The Life of a Dress Shirt Posted on March 9, 2010 under Cleaning Tips, Garment Care. | no comments.
Cleaning Men's Shirts Dress shirts are an important component to our wardrobe and we hate it when something happens to them.  Here is a list of the most common problems you can experience.

Disappearing Pinstripes

A first we think the color loss is due to bleaching however upon closure examination we find that the colored yarns are missing, leaving a white skeleton behind. This is caused because the dyes used in many of the bright colored striped shirts are primarily fiber reactive dyes and don’t typically stand up to repeated washing.
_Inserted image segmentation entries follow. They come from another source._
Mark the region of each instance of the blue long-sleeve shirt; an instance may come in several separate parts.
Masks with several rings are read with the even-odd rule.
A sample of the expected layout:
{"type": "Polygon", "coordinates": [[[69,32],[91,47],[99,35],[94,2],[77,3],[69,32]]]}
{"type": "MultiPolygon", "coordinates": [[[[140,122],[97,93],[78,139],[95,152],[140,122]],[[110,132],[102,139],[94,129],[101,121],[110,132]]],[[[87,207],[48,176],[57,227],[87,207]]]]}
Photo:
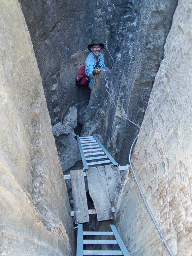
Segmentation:
{"type": "MultiPolygon", "coordinates": [[[[104,69],[105,67],[105,61],[103,58],[103,56],[102,53],[100,53],[98,56],[97,61],[100,59],[99,61],[99,66],[100,67],[98,67],[98,68],[104,69]]],[[[94,77],[93,76],[93,71],[94,70],[94,68],[96,65],[96,61],[94,58],[93,54],[92,52],[91,52],[88,55],[85,60],[85,73],[87,76],[89,77],[89,84],[90,88],[92,89],[93,87],[93,84],[94,80],[94,77]]]]}

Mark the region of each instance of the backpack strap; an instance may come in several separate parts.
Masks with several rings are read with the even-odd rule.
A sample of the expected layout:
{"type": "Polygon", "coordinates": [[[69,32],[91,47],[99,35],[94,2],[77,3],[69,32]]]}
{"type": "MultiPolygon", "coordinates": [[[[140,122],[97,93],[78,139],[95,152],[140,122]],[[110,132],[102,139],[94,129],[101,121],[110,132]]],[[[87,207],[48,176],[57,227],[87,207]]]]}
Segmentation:
{"type": "Polygon", "coordinates": [[[100,61],[100,59],[101,59],[101,58],[100,58],[99,60],[99,61],[98,61],[98,62],[96,62],[96,65],[95,65],[95,67],[94,68],[94,69],[95,69],[96,68],[97,68],[99,66],[99,62],[100,61]]]}

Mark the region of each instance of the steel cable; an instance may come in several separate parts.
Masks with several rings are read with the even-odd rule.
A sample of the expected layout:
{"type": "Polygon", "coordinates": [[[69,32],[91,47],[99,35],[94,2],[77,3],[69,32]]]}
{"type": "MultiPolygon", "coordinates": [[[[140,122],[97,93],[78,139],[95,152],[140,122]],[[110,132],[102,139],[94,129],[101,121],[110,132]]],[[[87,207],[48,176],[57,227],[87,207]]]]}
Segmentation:
{"type": "MultiPolygon", "coordinates": [[[[140,129],[141,129],[141,127],[140,126],[139,126],[139,125],[138,125],[137,124],[136,124],[134,123],[133,122],[131,121],[129,119],[128,119],[128,118],[127,118],[126,117],[125,117],[125,116],[124,116],[119,111],[119,110],[116,107],[116,106],[115,104],[115,103],[114,102],[114,101],[112,97],[112,96],[111,96],[111,94],[109,92],[108,92],[107,90],[108,89],[109,89],[109,87],[108,86],[108,84],[109,83],[111,83],[112,82],[110,82],[110,81],[108,81],[108,80],[107,80],[107,79],[108,78],[108,77],[106,77],[105,79],[105,80],[107,82],[107,83],[106,85],[106,87],[107,87],[107,89],[106,89],[106,91],[107,92],[108,92],[108,93],[110,94],[111,97],[111,98],[112,100],[112,101],[113,102],[113,104],[114,104],[114,105],[115,107],[116,108],[116,109],[117,111],[125,119],[126,119],[127,120],[128,120],[131,123],[132,123],[132,124],[135,124],[135,125],[136,125],[138,127],[139,127],[140,129]]],[[[149,207],[149,206],[148,205],[147,203],[147,201],[146,200],[146,199],[145,199],[144,196],[143,192],[143,191],[141,189],[141,187],[140,186],[140,185],[139,185],[139,181],[138,181],[138,180],[137,179],[137,176],[136,176],[136,175],[135,174],[135,172],[134,171],[134,170],[133,169],[133,166],[132,166],[132,164],[131,164],[131,152],[132,152],[132,150],[133,149],[133,145],[137,140],[137,138],[138,138],[138,136],[139,136],[139,133],[137,136],[136,137],[134,141],[133,142],[133,144],[132,144],[132,145],[131,146],[131,149],[130,150],[130,152],[129,152],[129,163],[130,164],[130,166],[131,167],[131,170],[132,170],[132,172],[133,173],[133,176],[134,176],[134,177],[135,178],[135,181],[136,181],[136,183],[137,183],[137,186],[139,188],[139,191],[140,193],[140,194],[141,195],[141,196],[143,199],[143,200],[144,201],[144,203],[145,204],[145,206],[147,208],[147,209],[148,211],[149,212],[149,213],[150,216],[151,216],[151,219],[152,219],[152,220],[153,221],[153,223],[154,224],[155,224],[155,226],[157,229],[157,230],[158,232],[159,232],[159,235],[160,235],[160,236],[161,238],[161,239],[162,239],[162,240],[163,240],[163,242],[164,243],[164,244],[165,244],[165,245],[166,246],[167,249],[167,250],[168,250],[168,251],[170,255],[171,255],[171,256],[175,256],[174,255],[171,249],[171,248],[169,246],[169,245],[168,243],[167,243],[167,242],[166,240],[165,240],[165,237],[164,237],[164,236],[163,235],[163,234],[162,233],[162,232],[161,231],[161,230],[160,230],[160,229],[159,228],[159,227],[158,226],[157,223],[156,222],[156,221],[155,221],[155,218],[153,217],[153,215],[151,211],[151,210],[150,209],[150,208],[149,207]]]]}

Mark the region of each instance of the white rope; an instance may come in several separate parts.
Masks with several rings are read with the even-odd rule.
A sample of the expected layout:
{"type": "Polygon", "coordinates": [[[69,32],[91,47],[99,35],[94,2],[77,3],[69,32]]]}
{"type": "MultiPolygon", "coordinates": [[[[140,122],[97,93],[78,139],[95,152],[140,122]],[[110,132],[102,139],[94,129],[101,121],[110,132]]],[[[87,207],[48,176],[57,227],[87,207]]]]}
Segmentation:
{"type": "Polygon", "coordinates": [[[105,47],[106,47],[106,48],[107,48],[107,50],[108,50],[108,51],[109,51],[109,54],[110,54],[110,56],[111,56],[111,57],[112,59],[112,60],[113,60],[113,62],[114,62],[114,61],[113,60],[113,58],[112,58],[112,55],[111,55],[111,54],[110,53],[110,51],[109,51],[109,49],[108,48],[108,47],[107,47],[107,41],[106,41],[106,43],[105,43],[104,44],[104,45],[105,45],[105,47]]]}
{"type": "Polygon", "coordinates": [[[138,126],[138,127],[139,127],[139,128],[140,129],[141,128],[140,126],[139,126],[137,124],[135,124],[134,123],[133,123],[133,122],[132,122],[132,121],[131,121],[131,120],[130,120],[128,118],[127,118],[126,117],[125,117],[125,116],[124,116],[124,115],[123,115],[121,114],[121,113],[119,111],[119,110],[117,109],[117,108],[116,107],[116,105],[115,105],[115,103],[114,102],[114,101],[113,100],[113,99],[112,99],[112,96],[111,96],[111,93],[110,93],[110,92],[108,92],[108,91],[107,90],[107,89],[109,89],[109,86],[108,86],[109,83],[111,83],[112,82],[110,82],[109,81],[108,81],[108,80],[107,80],[108,78],[109,78],[108,77],[106,77],[106,78],[105,79],[105,80],[107,82],[107,83],[106,83],[106,85],[105,85],[105,87],[107,87],[107,89],[106,90],[106,91],[108,92],[108,93],[111,96],[111,99],[112,100],[112,101],[113,101],[113,104],[114,104],[114,105],[115,107],[116,108],[116,109],[117,109],[117,110],[119,112],[119,113],[123,117],[123,118],[124,118],[125,119],[126,119],[126,120],[128,120],[128,121],[129,121],[129,122],[130,122],[132,124],[135,124],[135,125],[136,125],[137,126],[138,126]]]}
{"type": "MultiPolygon", "coordinates": [[[[135,125],[136,125],[138,127],[139,127],[140,128],[141,128],[140,126],[139,126],[139,125],[138,125],[137,124],[136,124],[134,123],[133,123],[133,122],[131,121],[129,119],[128,119],[128,118],[126,118],[126,117],[125,117],[123,115],[121,114],[121,113],[119,112],[118,110],[118,109],[116,107],[116,106],[115,104],[115,103],[114,102],[114,101],[113,99],[112,98],[112,97],[111,95],[110,92],[108,92],[107,90],[108,89],[109,89],[109,83],[111,83],[112,82],[110,82],[109,81],[108,81],[108,80],[107,80],[107,79],[108,78],[108,77],[106,77],[105,79],[105,80],[107,82],[107,83],[106,84],[106,85],[105,85],[105,87],[107,87],[107,89],[106,89],[106,91],[107,91],[108,93],[110,95],[110,96],[111,96],[111,97],[113,101],[113,104],[114,105],[115,107],[116,108],[117,111],[119,112],[119,114],[122,116],[124,117],[125,119],[127,119],[127,120],[128,120],[130,122],[131,122],[131,123],[132,123],[132,124],[135,124],[135,125]]],[[[145,199],[145,198],[144,197],[144,196],[143,192],[143,191],[141,189],[141,187],[140,186],[140,185],[139,185],[139,181],[137,179],[137,176],[136,176],[136,175],[135,174],[135,172],[134,171],[134,170],[133,169],[133,166],[132,166],[132,164],[131,164],[131,152],[132,152],[132,149],[133,149],[133,145],[134,145],[134,144],[136,141],[137,140],[137,138],[138,138],[138,136],[139,136],[139,133],[138,134],[138,135],[137,136],[137,137],[135,138],[135,140],[133,142],[133,143],[132,144],[132,145],[131,146],[131,149],[130,150],[130,152],[129,152],[129,163],[130,164],[130,166],[131,166],[131,170],[132,170],[132,172],[133,172],[133,176],[134,176],[134,177],[135,178],[135,180],[136,181],[136,183],[137,183],[137,186],[138,186],[138,187],[139,188],[139,191],[140,192],[140,193],[141,193],[141,196],[142,196],[143,199],[143,200],[144,202],[144,203],[146,206],[146,207],[147,208],[147,210],[148,210],[148,211],[149,212],[149,213],[150,216],[151,216],[151,219],[152,219],[152,220],[153,221],[153,223],[154,224],[155,224],[155,226],[156,227],[156,228],[157,228],[157,229],[158,231],[158,232],[159,232],[159,235],[160,235],[160,236],[162,240],[163,240],[163,242],[164,243],[164,244],[165,244],[165,245],[167,247],[167,249],[170,255],[171,255],[171,256],[174,256],[174,254],[173,254],[172,251],[171,249],[171,248],[169,246],[169,245],[168,243],[167,243],[167,241],[165,239],[165,237],[164,237],[164,236],[163,235],[163,234],[162,233],[162,232],[161,231],[161,230],[159,228],[159,227],[157,225],[157,223],[156,222],[155,220],[155,218],[153,217],[153,215],[152,214],[152,213],[151,211],[151,210],[149,208],[149,206],[148,206],[148,205],[147,204],[147,201],[146,200],[146,199],[145,199]]]]}

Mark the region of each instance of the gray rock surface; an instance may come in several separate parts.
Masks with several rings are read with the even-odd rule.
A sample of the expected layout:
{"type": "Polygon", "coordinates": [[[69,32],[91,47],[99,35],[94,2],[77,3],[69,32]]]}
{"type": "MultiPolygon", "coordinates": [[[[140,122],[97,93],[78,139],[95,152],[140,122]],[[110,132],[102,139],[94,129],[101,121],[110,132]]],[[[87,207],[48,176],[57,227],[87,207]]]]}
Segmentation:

Discoloring of Armhole seams
Some manufactures use adhesives or other material in the armholes seams on men’s wrinkle-free cotton/polyester dress shirts. This material was designed to prevent puckering of the armhole seams. Heat from laundering can cause staining and stiffness in that area.  On whites we see a yellow cast and on colored shirts we can see a darkening or shading in that area.

Perspiration & Antiperspirant Damage

Perspiration can damage shirts by staining or weakening the fabric if it is allowed to stay in too long. Controlled use of antiperspirants and washing after use can minimize this type of damage.

Interfacing Defects
Ever wonder why, after time, that some of our shirt collars do not lie correctly.  That’s because after laundering there can be some shrinkage of the interfacing in the collar. The manufacture needs to use a fabric that is compatible with the shirt fabric in order to prevent this from happening. Also some interfacing can be adversely affected by chlorine bleach so remember to read the care labels.


It is almost impossible to shrink a dress shirt the manufacture has taken that into consideration and has allowed for the normal 2% shrinkage requirements. Beyond this, it is usually due to poorly stabilized material

Wear Life Expectancy

What is the life expediency of our dress shirts, well that is a little difficult to measure, due to the variances in frequency of usage. But on the average shirts you have two years wear life expectancy.  The number of laundering however is a better measurement method.   Based on that we can figure a 35 to 50 washing life expectancy and remember when in doubt always ask your dry cleaner.